In order to analyze a web page for content extraction, the page is first passed through an HTML parser that corrects the HTML and creates a Document Object Model tree representation of the web page. Once processed, the resulting DOM document can be seamlessly shown as a webpage to the end-user as if it were HTML. The DOM tree is hierarchically arranged and can be analyzed in sections or as a whole, providing a wide range of flexibility for our extraction algorithm. Our content extractor then navigates the DOM tree recursively, using a series of different filtering techniques to remove and modify specific nodes and leave only the content behind. There are two sets of filters, with different levels of granularity. The first set of filters simply disregards tags or specific attributes within tags. These filters allow images, links, scripts, styles, and other such elements to be quickly removed from the web page. The second set of filters is more complex and algorithmic, consisting of the advertisement remover, the link list remover, the empty table remover, and the removed link retainer.
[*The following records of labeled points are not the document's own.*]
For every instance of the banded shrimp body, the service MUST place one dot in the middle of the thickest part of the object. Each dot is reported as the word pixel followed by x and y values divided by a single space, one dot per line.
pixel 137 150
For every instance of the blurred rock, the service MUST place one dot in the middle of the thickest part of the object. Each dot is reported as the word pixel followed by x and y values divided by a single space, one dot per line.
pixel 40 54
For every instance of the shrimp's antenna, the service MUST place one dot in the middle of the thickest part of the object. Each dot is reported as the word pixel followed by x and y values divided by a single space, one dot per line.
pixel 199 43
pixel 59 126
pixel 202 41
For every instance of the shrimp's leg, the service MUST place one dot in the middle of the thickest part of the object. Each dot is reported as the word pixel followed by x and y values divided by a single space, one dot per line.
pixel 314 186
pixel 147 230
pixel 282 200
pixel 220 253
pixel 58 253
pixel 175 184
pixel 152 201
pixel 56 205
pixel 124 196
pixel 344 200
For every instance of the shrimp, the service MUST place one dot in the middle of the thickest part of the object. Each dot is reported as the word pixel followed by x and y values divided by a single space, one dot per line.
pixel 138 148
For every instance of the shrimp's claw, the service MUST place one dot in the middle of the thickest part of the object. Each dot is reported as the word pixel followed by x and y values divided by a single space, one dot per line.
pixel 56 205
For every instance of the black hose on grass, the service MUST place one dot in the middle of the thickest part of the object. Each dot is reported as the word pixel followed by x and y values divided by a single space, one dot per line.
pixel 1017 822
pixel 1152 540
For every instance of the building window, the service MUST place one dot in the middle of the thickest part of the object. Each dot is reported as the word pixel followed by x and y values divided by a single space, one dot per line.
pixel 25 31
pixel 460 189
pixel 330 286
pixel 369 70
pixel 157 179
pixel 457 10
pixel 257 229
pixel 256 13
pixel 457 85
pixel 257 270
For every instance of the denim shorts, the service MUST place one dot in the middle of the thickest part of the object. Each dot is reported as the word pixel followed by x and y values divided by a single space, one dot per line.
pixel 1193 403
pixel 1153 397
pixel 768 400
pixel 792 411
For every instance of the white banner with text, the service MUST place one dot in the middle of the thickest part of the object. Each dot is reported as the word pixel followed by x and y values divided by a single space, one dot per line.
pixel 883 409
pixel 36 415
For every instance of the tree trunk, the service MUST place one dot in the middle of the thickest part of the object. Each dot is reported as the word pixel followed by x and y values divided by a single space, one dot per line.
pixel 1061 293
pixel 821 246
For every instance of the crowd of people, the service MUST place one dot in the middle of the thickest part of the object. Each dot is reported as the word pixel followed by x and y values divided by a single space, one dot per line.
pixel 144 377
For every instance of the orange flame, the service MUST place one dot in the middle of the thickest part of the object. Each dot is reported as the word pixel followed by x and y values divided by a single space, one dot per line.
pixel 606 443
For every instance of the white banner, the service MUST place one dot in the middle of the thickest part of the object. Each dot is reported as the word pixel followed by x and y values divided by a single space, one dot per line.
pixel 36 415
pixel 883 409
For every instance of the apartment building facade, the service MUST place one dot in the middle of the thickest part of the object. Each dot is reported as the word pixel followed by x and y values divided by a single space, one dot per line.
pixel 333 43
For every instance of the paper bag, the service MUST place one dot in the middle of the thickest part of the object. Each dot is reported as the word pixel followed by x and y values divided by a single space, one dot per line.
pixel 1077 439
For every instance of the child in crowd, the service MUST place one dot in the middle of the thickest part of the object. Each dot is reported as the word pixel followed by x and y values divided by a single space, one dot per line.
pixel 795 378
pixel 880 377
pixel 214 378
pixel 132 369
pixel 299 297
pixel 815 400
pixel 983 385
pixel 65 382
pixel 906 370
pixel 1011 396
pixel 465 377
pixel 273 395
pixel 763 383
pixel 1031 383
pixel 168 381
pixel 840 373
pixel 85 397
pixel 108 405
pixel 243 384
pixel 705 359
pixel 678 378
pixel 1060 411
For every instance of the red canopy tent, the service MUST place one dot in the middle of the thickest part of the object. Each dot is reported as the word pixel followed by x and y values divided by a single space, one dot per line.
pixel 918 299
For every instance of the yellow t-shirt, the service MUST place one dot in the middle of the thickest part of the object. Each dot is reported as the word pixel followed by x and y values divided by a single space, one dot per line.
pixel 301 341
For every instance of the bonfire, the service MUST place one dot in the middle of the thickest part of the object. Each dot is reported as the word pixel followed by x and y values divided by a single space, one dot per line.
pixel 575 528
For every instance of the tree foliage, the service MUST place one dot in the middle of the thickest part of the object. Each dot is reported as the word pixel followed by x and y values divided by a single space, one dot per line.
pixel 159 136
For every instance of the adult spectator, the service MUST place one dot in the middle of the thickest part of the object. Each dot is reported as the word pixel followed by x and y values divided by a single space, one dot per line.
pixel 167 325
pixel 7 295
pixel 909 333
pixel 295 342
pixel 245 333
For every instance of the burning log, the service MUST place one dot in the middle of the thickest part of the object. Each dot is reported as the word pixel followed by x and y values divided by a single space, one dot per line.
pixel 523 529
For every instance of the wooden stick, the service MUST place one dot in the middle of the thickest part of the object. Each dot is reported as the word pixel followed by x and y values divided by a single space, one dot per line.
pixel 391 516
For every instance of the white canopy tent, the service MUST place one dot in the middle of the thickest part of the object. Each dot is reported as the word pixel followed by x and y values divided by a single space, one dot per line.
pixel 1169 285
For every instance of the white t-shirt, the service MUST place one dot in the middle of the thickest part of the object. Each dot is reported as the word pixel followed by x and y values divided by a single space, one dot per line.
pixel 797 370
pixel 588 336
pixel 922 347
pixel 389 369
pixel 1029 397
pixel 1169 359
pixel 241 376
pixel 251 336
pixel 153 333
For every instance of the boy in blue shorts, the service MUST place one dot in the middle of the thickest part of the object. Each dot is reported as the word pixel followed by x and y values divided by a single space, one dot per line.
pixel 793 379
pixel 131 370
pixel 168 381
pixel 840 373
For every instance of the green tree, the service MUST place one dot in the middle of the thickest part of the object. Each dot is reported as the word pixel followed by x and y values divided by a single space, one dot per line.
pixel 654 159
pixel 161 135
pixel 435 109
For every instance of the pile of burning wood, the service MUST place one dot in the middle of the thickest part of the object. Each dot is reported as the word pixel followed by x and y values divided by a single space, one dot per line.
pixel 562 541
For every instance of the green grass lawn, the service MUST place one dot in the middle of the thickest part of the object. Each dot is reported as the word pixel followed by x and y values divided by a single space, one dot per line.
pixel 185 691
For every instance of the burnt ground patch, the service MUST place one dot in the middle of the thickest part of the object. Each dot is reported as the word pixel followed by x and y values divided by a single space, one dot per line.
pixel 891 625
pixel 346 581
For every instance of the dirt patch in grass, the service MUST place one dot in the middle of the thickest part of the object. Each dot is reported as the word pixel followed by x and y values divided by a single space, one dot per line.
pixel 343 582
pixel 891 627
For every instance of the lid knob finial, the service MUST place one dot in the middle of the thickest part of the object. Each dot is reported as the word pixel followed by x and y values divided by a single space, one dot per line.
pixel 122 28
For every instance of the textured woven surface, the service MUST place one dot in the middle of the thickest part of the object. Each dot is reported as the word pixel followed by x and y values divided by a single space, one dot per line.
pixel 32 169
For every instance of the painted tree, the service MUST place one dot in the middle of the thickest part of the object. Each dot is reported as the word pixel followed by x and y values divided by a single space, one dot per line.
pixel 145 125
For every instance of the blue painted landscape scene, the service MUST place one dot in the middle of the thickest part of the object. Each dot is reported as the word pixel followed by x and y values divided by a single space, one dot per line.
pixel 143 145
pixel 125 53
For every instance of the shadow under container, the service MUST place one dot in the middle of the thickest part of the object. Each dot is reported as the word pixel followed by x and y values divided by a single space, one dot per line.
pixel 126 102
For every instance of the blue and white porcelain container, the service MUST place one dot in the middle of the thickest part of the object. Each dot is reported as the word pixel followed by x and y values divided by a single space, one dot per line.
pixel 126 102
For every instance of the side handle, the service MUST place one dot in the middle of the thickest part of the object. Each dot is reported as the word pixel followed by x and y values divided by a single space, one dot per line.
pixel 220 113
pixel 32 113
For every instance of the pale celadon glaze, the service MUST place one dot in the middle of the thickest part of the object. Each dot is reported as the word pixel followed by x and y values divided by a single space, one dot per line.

CRUNCH is implemented as a proxy that filters webpages before they are loaded into the users’ browsers. It simply treats webpages as an accordion, removing less or more extraneous content from a webpage based on the user’s settings. The server version is multi-threaded and can support multiple clients with different settings. Therefore a participant has the option of looking at the message board without any reductions in the “clutter” on the screen, while a disabled participant can tune his/her proxy to look only at the content of the page. The proxy is also fitted with an event monitoring system that keeps track of changes to the website. Therefore, disabled as well as non-disabled users can either be notified only of the changes (along with the context of the change and the related messages to the responses and annotations). If a participant joins the message board late, then the event notification system can call on Natural Language Processing summarization algorithms to give a quick summary of all the changes that have taken place to bring the user up to speed. The results will still be piped through the proxy in order to display the changes efficiently.